Win Fail Uruguay Uganda

L’Uruguay è il paese dell’anno, e il suo presidente è un tipo veramente rock. Non come il parlamento ugandese, che vuole punire i gay con l’ergastolo.

 

WIN: L’Uruguay e il premione dell’Economist

Il Win non lo decidiamo noi, non questa volta. A pensarci è stato l’Economist, che ha nominato l’Uruguay “Paese dell’anno 2013”. Il Motivo? Tutto ruota intorno alla figura del presidente rock, José Pepe Mujica, ex combattente di quei Tupamaros che si opposero alla dittatura. Mujica non solo si è decurtato lo stipendio del 90%, ma ha legalizzato i matrimoni gay e presto, sembra, permetterà la produzione e la vendita di marijuana da parte dello Stato, con la speranza di abbattere il mercato nero e i cartelli del narcotraffico. 

Coraggioso, il signor Presidente. E stimato, soprattutto dopo il suo discorso alle Nazioni Unite (con tanto di musica strappa lacrime di sottofondo, aggiunta a posteriori da qualche buon’anima col gusto del dramma).

Presidente buono, presidente rock, e qui l’anagrafe non c’entra. Sembra che per piacere alla gente, al mondo occidentale e alle testate giornalistiche più quotate, ci sia bisogno di segnali forti, meglio se supportati da politiche coerenti, per quanto possibile. Ma già con i matrimoni gay la scelta è coraggiosa, con la liberalizzazione delle droghe leggere in un paese sudamericano siamo ai confini tra l’utopia e il masochismo.

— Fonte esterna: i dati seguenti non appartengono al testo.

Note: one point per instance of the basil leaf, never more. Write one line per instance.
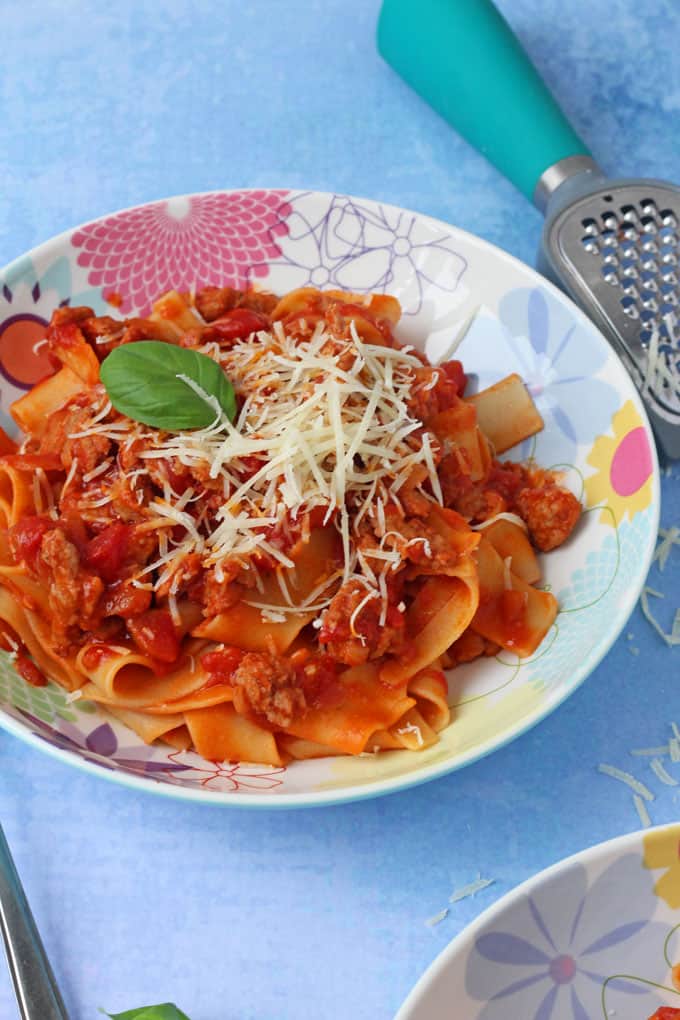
(165, 1012)
(151, 381)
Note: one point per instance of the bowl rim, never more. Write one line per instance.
(391, 784)
(616, 845)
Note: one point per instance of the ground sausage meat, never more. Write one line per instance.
(551, 514)
(269, 687)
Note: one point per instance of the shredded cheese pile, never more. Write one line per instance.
(324, 422)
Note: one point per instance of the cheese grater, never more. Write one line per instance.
(613, 246)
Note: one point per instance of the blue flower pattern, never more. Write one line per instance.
(541, 341)
(550, 954)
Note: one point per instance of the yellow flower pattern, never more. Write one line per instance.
(662, 850)
(624, 468)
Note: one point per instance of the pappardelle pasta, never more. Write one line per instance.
(293, 582)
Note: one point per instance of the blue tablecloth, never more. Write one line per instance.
(317, 914)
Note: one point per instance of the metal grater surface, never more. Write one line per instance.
(617, 251)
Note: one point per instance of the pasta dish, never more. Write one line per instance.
(286, 579)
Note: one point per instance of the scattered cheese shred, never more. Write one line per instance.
(651, 752)
(437, 918)
(470, 889)
(325, 422)
(660, 771)
(642, 812)
(630, 780)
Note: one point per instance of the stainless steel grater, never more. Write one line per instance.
(612, 245)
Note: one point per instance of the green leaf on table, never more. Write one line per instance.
(167, 387)
(167, 1011)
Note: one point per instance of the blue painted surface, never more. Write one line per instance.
(314, 914)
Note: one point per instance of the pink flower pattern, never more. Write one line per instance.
(222, 239)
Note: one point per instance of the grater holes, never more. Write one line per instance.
(636, 248)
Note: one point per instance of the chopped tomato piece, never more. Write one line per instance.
(25, 538)
(155, 634)
(96, 653)
(233, 325)
(30, 671)
(221, 664)
(106, 553)
(454, 371)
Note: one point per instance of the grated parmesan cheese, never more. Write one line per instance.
(323, 422)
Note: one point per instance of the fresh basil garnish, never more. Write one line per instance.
(165, 1012)
(167, 387)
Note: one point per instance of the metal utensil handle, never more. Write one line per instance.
(35, 984)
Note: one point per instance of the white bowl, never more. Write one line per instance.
(595, 427)
(593, 937)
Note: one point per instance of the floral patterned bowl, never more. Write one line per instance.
(595, 428)
(596, 935)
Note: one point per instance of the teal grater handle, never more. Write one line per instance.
(463, 58)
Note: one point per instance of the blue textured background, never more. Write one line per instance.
(315, 914)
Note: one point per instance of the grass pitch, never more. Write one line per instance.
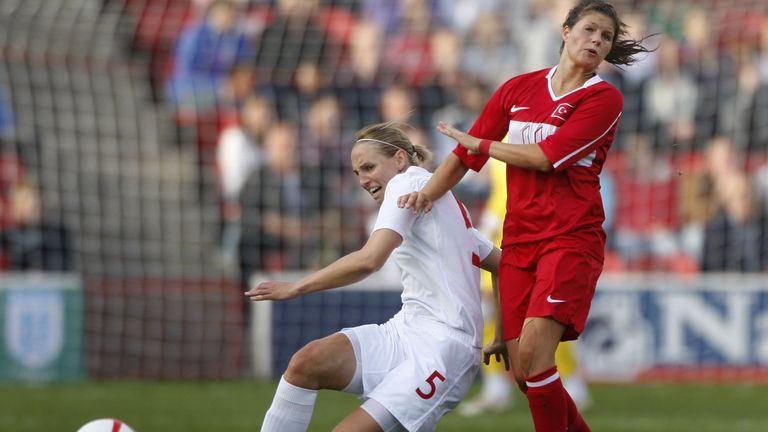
(232, 406)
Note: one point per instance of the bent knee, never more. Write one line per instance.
(306, 366)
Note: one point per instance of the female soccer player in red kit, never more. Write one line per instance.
(561, 122)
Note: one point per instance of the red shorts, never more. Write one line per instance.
(554, 278)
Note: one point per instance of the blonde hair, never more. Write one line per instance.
(389, 137)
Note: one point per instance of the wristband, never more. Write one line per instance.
(484, 147)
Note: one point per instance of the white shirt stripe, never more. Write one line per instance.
(561, 161)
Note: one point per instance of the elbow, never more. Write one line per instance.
(370, 264)
(543, 165)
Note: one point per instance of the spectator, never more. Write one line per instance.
(736, 237)
(397, 104)
(647, 219)
(360, 79)
(393, 15)
(670, 99)
(291, 39)
(408, 51)
(280, 205)
(29, 242)
(239, 154)
(325, 147)
(206, 53)
(490, 53)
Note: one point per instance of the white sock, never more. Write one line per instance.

In bocca al lupo, presidente. Vedremo come andrà a finire.

Mujica Steven Tyler

Nella foto il presidente Mujica con uno dei suoi personal advisor

 

FAIL: L’Uganda, l’altra faccia della medaglia

Viva l’Uruguay, abbasso l’Uganda. Questo per dire che la direzione presa dal governo africano rema in direzione contraria rispetto alle rivoluzioni di Pepe Mujica: il parlamento, spinto dal deputato David Bahati, ha approvato un provvedimento volto a mettere fuori legge gli omosessuali. Per i recidivi è previsto addirittura l’ergastolo. Pare che le radici di questo disprezzo profondo e discriminatorio nei confronti degli omosessuali siano da ricercarsi nella paura di quegli occidentali ricchioni che “reclutano bambini africani al loro stile di vita”.

Da qui all’attuazione della legge manca la firma del presidente Yoweri Museveni, stretto in una complicata morsa che vede il parlamento da una parte e la voce grossa delle superpotenze mondiali dall’altra.

Viaggiatori omosessuali e recidivi, e voi reclutatori inscalfibili di bambini africani: cercate di evitare l’Uganda. Prendete un aereo per il Sudamerica piuttosto, lì sembra stia tirando un’aria migliore.